Çocuklukta yapmış olduğum tüm saçmalıklara ortak olan biricik kimsedir. Sonra ailecek şehir degistirdiler ama hala haberlerini alırım. Yakında evleniyormuş. Hayırlı ve mutlu olsundur.
aynı şehirde hatta bir tanesiyle aynı ülkede yaşamıyor olsam bile canlarım,ciğerlerim. ama onlar yüzünden büyüdüm hala arkadaş edinme sıkıntısı çekiyorum.mesafe olsa da ihtiyaç duyamıyorum çünkü yeni birine.
benim için, o ünivetsiteye tekrar hazırlanmaya girdiğim dönemde -ki psikolojinin berbat olduğu bir dönemdir- beni koyup giden çocukluk kankamızdır, kardeşimizdir. kendisi aradı az öne uzuuun zaman sonra. ben okurken o araba almış altına, ilginç tipte arkadaşları varmış, ne ala. birazdan görüşeceğiz ve ne denli uzaklaşmış birbirimizden görüp, nefret edeceğiz birbirimizden.

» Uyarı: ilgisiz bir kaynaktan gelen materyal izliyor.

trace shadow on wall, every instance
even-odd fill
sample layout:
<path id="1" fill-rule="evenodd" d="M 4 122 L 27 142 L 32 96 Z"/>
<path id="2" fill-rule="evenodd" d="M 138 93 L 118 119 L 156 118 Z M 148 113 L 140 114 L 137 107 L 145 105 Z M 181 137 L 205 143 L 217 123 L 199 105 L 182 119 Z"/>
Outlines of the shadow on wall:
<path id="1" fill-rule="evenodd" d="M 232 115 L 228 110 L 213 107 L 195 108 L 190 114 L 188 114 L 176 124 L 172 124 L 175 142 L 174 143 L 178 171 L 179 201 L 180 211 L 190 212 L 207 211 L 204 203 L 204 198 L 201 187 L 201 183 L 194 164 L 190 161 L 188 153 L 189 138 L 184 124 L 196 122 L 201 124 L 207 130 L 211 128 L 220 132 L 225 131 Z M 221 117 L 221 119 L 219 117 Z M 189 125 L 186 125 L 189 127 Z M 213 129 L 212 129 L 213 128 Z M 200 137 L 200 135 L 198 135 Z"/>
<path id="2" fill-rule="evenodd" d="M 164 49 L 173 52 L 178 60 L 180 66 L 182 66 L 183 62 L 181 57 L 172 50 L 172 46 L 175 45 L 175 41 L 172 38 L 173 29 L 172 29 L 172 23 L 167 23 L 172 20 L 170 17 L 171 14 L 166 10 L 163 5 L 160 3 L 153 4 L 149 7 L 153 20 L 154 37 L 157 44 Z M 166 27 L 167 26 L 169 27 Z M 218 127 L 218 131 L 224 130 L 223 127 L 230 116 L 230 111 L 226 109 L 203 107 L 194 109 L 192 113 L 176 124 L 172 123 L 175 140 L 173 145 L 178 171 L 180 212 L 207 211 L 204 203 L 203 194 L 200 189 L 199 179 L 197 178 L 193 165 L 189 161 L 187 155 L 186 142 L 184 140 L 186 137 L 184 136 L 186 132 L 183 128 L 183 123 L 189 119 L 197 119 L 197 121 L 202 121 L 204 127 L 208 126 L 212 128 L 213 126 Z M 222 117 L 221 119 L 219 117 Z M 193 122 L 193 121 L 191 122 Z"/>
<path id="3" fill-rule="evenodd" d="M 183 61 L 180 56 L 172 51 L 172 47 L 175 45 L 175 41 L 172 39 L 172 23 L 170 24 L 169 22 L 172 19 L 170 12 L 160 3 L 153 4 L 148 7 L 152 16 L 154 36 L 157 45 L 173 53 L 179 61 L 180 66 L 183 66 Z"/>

çocukken arkadaşlıklarımda bile, seçilmeyen kişiydim, ama aldım verdim de değil, arkadaş arası seçimler olurdu. Hangi akıla hizmet yapıyorduk bilmiyorum, iki üç kişi tarafından, seçilmeyince uykum gelmişti, ateşim çıkmıştı.
ortaokuldayken almanya'da yaşayan ama okumak için anne ve abisi ile türkiye'ye gelen bir arkadaşım vardı. bir yaz tatili bitiminde beni evine davet etti. sohbet, muhabbet devam ederken birden "aa sana ne göstereceğim?" diyerek yerinden fırladı ve çalışma masasının (üstü kitaplıklı olanlardan) en ücra köşesinden bir kucak çikolata çıkarttı. hepsini tek tek nereden, ne kadara aldığını anlattı saatlerce, tabi bu arada bende ikram etmesini bekliyorum. anlatması bitince "çok güzeller değil mi?" diyerek hepsini yerlerine kaldırdı. böylesini ve bunu o günden sonra hiç görmedim.
Yanına bir adamın gelip ahiretle ilgili sorular sorduğunu söyledikten birkac gün sonra trafik kazasında bizi bırakıp giden kişidir. Samanyolunda izlesem gülüp geçerdim oysa.